Jesse demands that Judy give back Amber's ring, and they both bond over their conflicts. Judy returns the ring to Amber, while Jesse dons a mask and brutally attacks Trent for cutting Judy's hair, shaving his hair and spanking him in front of the class. After a suggestion from Martin (Gregory Alan Williams), Eli faces the protesters, admitting his own mistakes but convincing them to give them a chance to spread the word of God in the church. Peter prepares to take the survival kits to Eli, but instead decides to leave them in a storage unit. He later attempts to rob a bank, but ends up killing a security guard, while collapsing after being shot in the cheek and leg, unable to move as police sirens approach.

==Production==
===Development===
The episode was written by executive producer John Carcieri and series creator Danny McBride, and directed by executive producer David Gordon Green. This was Carcieri's 14th writing credit, McBride's 23rd writing credit, and Green's ninth directing credit.

===Writing===
J. Gaven Wilde explained that the scene at Judy's bedroom was done to further develop their characters beyond their conflicts, explaining, "What I really tried to bring to that scene was an overall brother-sister tension. We wanted to show that Jesse and Judy are deeper than what we have seen so far. They're not just these one-dimensional characters. They can be deep and complex." Emma Shannon also added, "I think, deep down, they love each other. I think, especially with the introduction of Kelvin, they grew closer, because neither of us wanted Kelvin to be a new member of the family. We hate each other, but deep down we love each other."

===Filming===
For the episode, David Gordon Green explained the crew was not "shooting it like a comedy." As a form of subverting expectations, Green chose to film Peter's robbery from the point of view of the diner booth across the street. He explained, "We're just trying to up the ante, and do something different. It was something you had to map out and choreograph and do safely, so nobody got run over. Then you hope that the lighting stays the same so you can do it all in one take."

==Reception==
===Viewers===
In its original American broadcast, "I Have Not Come to Bring Peace, But a Sword" was seen by an estimated 0.240 million household viewers with a 0.05 in the 18-49 demographics. This means that 0.05 percent of all households with televisions watched the episode. This was a slight decrease in viewership from the previous episode, which was watched by 0.256 million household viewers with a 0.05 in the 18-49 demographics.

===Critical reviews===
"Interlude III" received extremely positive reviews from critics. Matt Schimkowitz of The A.V. Club gave the episode a "B+" grade and wrote, "'Interlude III' provides much context to the first four episodes but also raises questions about the future. Namely, why was Peter's investment in Eli's doomsday grift such a secret? Most importantly, May–May attacks Aimee-Leigh in the season opener. Why does she blame her specifically?"
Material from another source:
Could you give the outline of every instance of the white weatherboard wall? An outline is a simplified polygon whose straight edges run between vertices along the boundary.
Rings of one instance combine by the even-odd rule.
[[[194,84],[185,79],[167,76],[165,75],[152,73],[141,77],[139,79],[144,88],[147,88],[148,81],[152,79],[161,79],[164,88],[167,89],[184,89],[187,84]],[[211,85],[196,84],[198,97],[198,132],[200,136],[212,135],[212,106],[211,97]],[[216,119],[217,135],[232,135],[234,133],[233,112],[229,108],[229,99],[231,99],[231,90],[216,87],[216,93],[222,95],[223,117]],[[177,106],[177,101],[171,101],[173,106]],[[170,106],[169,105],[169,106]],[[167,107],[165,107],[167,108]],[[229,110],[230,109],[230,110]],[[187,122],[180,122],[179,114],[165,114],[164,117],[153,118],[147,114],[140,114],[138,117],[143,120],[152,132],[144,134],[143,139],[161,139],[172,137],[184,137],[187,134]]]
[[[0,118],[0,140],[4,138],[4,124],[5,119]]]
Scott Tobias of Vulture gave the episode a perfect 5 star rating out of 5 and wrote, "The Righteous Gemstones doesn't try to use 'Interlude III' as too tidy an account of the adult Judy, but it does show what a misfit she remains as the middle sibling and only girl in a family whose business doesn't have a succession track for women." Breeze Riley of Telltale TV gave the episode a 4 star rating out of 5 and wrote, "Every season The Righteous Gemstones delivers a standout flashback episode, and Season 3 is no different. 'Interlude III' sets up the feud between the Montgomerys and Gemstones while also giving us a heartwrenching look at Judy’s youth."